寝ている間に何されるか分からないでしょ!
「とにかく、社長につないでください!」
「ん? ああ、いいよ。ちょっと待ってろ」
保留音の後、電話が社長の渡さんにつながる。
「社長、一之瀬です。俺の――」
「業務命令だから断れないぞ」
ガチャン ツーツー
その一言で電話は切れた。
沈黙したスマホを見つめ、会社員の理不尽さを思い知る。
俺は柏原様に向き直って、当面の問題を伝える。
「着替えが今泊まっているマンションにあるんですけど」
「大丈夫です。隼人さんの体に合う服は全てこちらで用意しております。洗面用具などもご用意しておりますのでご心配なく」
控えていたメイドがタンスを開けて見せる。
しばらく使っていないのに不自然に綺麗な服があるなと思ったら俺用かよ!
「うーむ……」
どうするべきか悩む。俺にとってデメリットはあるだろうか。
よく考えれば一晩泊まるだけだ。
それにこれで収入も増えるじゃないか。
「分かりました」
メリットのほうが大きいと考え、泊まることになった。
その後、執事と一緒にご飯を簡単な作り、ご飯を食べて、お風呂に入って、おしゃべりして、寝る時間になった。
「あら、もうこんな時間ですか」
時計を見れば針は10時を回っていた。
柏原様はいつの間にかネグリジェに着替えている。いつ着替えたんだろう。早く屋敷に戻らないのだろうか。

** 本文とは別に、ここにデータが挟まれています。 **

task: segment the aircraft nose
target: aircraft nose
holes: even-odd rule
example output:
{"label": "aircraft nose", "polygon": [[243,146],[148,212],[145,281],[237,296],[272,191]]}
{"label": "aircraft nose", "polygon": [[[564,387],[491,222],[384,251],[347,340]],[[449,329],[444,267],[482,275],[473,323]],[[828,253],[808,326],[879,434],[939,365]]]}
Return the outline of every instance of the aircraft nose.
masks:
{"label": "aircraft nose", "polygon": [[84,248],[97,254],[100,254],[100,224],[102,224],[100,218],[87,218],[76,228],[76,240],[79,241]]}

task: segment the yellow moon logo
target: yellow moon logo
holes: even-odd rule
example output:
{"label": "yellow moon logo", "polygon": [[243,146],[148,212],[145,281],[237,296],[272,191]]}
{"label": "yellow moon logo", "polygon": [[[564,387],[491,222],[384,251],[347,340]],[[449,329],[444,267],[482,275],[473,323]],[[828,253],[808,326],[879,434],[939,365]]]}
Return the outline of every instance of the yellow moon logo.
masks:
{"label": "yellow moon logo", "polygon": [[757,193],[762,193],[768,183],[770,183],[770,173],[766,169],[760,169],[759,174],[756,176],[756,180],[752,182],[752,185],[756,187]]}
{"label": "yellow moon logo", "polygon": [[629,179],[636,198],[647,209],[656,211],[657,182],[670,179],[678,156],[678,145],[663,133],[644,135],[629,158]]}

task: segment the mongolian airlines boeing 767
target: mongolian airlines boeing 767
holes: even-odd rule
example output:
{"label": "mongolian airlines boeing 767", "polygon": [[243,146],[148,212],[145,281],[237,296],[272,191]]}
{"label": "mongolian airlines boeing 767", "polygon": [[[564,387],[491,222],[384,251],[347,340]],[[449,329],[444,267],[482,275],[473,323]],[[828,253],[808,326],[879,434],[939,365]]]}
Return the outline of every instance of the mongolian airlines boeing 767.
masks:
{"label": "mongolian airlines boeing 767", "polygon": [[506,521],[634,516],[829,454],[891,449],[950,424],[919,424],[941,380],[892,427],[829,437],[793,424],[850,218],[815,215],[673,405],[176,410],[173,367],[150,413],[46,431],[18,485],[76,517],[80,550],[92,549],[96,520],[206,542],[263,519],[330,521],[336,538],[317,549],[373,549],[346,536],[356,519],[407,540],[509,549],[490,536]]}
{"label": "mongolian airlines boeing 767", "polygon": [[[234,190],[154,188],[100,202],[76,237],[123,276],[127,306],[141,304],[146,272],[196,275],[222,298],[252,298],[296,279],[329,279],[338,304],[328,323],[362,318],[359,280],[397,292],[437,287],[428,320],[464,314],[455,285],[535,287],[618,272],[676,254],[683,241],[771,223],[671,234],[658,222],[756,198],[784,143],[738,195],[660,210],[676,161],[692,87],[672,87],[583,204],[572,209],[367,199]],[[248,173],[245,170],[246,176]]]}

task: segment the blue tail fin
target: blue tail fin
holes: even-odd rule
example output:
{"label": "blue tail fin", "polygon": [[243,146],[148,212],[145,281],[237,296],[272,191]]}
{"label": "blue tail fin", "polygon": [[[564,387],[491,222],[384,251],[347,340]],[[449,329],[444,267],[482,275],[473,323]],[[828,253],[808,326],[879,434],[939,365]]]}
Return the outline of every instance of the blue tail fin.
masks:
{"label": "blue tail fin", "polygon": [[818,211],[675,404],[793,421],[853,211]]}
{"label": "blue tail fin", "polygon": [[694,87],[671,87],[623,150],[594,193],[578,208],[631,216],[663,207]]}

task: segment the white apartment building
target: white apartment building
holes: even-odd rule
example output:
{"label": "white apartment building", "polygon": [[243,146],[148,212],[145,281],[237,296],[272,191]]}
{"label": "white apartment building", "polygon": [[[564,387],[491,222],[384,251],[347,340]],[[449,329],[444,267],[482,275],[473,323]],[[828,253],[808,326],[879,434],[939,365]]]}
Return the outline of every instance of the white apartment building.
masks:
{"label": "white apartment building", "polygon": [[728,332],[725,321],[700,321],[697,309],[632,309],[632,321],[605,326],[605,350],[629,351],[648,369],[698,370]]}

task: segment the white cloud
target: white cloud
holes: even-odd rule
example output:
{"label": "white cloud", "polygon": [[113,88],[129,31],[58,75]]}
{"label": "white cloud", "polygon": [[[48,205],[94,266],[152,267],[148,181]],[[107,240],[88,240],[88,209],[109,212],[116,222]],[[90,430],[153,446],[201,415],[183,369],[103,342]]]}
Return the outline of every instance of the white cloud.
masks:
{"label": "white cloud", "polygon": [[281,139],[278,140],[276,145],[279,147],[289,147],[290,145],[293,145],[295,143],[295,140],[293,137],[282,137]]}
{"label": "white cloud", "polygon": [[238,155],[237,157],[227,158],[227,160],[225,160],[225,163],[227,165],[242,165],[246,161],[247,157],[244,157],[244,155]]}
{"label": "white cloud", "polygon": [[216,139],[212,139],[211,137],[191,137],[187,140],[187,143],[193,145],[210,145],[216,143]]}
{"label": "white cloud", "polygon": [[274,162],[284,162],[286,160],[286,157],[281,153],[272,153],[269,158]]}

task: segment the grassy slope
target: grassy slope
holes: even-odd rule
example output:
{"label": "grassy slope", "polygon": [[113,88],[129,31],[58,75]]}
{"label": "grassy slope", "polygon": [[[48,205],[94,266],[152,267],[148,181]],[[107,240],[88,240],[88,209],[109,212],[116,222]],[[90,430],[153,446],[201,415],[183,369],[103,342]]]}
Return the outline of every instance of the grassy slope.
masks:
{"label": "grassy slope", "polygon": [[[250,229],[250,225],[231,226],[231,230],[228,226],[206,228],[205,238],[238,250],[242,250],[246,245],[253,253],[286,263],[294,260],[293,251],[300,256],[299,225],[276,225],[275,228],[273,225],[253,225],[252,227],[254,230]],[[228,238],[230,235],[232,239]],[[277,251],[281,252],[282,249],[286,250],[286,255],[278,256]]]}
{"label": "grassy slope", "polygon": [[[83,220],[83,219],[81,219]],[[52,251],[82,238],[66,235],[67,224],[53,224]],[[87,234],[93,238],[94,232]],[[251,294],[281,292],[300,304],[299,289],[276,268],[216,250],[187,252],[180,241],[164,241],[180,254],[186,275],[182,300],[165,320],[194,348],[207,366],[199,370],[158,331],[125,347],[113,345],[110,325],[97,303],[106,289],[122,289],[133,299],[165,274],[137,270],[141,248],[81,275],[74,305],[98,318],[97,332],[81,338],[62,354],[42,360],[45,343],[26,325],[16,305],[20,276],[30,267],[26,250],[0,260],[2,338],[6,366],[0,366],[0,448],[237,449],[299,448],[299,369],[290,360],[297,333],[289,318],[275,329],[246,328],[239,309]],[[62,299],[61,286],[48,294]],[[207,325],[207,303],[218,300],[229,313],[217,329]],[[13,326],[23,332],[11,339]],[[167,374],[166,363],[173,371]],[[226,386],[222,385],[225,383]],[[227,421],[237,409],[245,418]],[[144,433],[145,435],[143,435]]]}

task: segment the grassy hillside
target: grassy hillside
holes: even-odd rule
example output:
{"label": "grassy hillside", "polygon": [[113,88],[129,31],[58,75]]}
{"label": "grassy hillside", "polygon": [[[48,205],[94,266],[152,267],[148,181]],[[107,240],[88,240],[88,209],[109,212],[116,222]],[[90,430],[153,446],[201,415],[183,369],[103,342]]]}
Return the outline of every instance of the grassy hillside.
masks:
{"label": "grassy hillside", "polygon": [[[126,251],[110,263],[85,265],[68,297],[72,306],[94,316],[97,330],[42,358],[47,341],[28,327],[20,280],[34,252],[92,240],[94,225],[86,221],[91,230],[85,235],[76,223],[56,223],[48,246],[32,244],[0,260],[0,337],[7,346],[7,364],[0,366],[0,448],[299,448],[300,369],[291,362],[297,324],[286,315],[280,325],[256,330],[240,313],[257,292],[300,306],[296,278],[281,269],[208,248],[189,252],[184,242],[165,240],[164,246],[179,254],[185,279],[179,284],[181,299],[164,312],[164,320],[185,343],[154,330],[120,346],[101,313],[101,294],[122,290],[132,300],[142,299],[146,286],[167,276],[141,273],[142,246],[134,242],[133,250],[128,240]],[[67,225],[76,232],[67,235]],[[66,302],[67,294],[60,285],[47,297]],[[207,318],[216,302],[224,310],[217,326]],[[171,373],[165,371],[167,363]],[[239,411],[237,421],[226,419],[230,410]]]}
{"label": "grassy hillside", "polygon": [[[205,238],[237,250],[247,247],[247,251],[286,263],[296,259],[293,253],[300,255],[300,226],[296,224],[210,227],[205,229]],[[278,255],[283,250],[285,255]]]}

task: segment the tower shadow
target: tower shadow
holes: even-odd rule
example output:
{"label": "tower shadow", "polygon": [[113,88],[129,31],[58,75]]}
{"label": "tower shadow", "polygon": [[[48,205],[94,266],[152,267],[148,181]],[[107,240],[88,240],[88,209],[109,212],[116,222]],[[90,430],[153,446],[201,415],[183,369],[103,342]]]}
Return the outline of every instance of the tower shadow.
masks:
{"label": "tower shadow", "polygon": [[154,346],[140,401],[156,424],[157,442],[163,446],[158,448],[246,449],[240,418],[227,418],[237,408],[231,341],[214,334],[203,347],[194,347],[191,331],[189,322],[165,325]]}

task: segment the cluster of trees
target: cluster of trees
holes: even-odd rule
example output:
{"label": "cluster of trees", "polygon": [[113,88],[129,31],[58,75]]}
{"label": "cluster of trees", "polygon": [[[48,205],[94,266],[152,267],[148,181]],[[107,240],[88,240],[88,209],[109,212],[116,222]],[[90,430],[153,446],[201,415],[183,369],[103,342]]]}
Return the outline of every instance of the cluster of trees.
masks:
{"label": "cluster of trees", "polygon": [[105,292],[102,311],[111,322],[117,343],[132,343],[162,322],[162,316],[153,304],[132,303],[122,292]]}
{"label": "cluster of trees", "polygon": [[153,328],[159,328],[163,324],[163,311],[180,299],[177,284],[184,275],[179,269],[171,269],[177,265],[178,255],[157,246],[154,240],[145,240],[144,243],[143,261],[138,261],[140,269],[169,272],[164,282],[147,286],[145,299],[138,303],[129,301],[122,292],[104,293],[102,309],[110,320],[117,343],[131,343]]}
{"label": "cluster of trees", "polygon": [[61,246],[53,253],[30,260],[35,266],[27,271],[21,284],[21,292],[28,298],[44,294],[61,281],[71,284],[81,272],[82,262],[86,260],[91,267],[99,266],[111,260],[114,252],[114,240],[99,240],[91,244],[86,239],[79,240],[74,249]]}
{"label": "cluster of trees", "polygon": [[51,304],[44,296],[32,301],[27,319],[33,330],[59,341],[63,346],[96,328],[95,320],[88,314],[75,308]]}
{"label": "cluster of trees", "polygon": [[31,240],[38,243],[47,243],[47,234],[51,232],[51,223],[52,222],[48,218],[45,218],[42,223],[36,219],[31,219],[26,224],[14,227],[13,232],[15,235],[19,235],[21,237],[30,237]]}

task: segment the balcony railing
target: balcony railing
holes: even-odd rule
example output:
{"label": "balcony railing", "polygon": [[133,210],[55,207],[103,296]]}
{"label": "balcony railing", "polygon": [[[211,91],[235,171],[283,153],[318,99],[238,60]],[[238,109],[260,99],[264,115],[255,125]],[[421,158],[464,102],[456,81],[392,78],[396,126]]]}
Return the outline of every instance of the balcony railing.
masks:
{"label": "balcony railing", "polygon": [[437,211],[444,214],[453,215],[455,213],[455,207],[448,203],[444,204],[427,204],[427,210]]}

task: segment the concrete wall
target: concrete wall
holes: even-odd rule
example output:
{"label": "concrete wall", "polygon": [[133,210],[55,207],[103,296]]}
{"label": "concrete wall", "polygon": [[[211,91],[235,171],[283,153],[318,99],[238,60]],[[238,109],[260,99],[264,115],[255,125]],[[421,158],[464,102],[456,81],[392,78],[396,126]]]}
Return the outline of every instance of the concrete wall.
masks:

ネグリジェはピンクの薄い生地で大胆に太ももをさらけ出している。ところどころ肌が透けてかわいいおへそなども見えてしまっている。胸や太ももにレースがついており、大切なところは隠しているものの、それがかえって扇情的な雰囲気を醸し出していた。
「もう夜も遅いですし、そろそろ寝ましょうか。」
「はい分かりました」
ベッドに入ると、柏原さんも一緒に入ってくる。体を寄せて密着しているので、柔らかい胸が腕に当たる。
な、な、な……なんだ? どうなってるんだ?
「寝るってそういう意味なんですか?」
混乱して口走るが
「はい、そういう意味です」
帰ってきた答えは答えでなかった。
どういう意味だ? 分からない。
いやいや、待て待て、そういう意味じゃないよな。
そう、添い寝だ、添い寝をするという意味なんだ。
「これも業務の一環ですか?」
「はい、こうしないと私眠れないんです」
ああ、そうなんだ。それなら仕方がないな。
スキルを発動しても、添い寝しろって書いてるし。
「分かりました」
時給3000円だしな。うん、頑張ろう。